If you ask a school student in India his purpose in life, he will invariably answer along the following lines, ‘study well, get a good degree, get a job’. This preposterous philosophy, as ironic as it sounds, is engraved into the minds of almost all Indian children from the time these kids can crawl. For Indian parents, a child is destined to grow up be either an engineer or a doctor. In some rare cases the kid may refuse and express his desire to be an astronaut or a scientist, and we all know the odds of that happening. In a nutshell, education for us Indians is tool to get us a job and feed families. But I’m quite sure it wasn’t meant for that. What we see today, as many pundits have been reiterating, is the Industrialised version of Education.

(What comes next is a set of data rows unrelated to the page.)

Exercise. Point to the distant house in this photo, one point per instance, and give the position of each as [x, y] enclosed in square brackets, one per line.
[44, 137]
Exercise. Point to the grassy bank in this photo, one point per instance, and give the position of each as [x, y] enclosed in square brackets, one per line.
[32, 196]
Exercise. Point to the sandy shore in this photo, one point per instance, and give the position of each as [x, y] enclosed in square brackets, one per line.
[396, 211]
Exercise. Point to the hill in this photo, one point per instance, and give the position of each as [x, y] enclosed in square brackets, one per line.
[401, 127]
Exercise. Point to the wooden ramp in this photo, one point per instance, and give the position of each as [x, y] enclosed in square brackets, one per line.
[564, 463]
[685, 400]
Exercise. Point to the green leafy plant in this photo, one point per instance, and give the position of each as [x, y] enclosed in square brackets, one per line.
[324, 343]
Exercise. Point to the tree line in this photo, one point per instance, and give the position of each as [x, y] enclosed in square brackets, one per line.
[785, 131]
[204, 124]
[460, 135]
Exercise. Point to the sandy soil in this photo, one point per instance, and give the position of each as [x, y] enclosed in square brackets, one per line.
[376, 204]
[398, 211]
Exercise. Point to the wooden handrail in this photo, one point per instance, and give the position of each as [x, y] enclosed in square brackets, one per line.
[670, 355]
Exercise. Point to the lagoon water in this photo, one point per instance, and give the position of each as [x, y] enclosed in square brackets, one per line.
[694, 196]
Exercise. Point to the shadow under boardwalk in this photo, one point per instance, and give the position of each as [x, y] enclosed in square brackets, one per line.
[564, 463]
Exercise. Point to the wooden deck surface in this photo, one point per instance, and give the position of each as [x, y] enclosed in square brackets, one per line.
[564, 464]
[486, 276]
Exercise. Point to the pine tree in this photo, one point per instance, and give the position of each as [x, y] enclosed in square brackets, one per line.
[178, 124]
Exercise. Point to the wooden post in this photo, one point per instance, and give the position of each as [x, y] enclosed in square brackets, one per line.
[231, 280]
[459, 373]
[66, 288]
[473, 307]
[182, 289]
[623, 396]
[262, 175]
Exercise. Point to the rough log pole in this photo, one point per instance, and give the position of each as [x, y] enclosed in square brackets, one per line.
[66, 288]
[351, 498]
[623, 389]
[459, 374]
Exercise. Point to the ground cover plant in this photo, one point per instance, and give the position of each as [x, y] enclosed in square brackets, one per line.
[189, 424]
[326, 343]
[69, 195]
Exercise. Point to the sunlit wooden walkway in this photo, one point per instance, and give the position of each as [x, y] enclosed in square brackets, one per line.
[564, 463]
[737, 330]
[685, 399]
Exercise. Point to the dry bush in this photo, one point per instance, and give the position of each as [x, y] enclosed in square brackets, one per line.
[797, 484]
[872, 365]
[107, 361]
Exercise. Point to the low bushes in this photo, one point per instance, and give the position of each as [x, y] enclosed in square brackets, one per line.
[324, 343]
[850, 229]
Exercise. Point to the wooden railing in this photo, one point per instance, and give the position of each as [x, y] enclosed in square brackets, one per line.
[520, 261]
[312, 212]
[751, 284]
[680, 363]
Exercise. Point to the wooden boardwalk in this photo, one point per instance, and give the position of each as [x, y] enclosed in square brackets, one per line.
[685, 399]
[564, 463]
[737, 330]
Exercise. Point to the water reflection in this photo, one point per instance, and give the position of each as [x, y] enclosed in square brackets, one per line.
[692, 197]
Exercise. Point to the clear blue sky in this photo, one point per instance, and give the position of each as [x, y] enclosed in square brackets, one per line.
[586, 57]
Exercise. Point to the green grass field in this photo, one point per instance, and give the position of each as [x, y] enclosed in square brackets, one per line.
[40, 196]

Today schools operate similarly to assembly lines. The school assembly line is segmented into years. Students enter the schools and are sorted by age. Each day during the year students receive instruction on particular subjects and skill sets. Every subject is taught during a fixed time period in the day. Students are then tested on each subject to see if they meet the standards, so they can move along the line. Finally they receive their stamp of approval (diploma) at the end of the line.

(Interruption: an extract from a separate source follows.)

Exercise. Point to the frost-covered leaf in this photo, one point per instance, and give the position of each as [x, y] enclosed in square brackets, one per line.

On a more sarcastic note, the Indian education system, ensures that millions of kids do not realize their potential. It also, very efficiently, suppresses curiosity and censors creativity. Generation after generation, kids are put through this ordeal and come out with a piece of embossed paper that closely resembles a nutritional value chart that one can find on a pack of biscuits. This ‘mark sheet’ claims to reflect a teenager’s mental ability to follow instruction, memorize random excerpts and reproduce them on an answer sheet. Brilliant, isn’t it?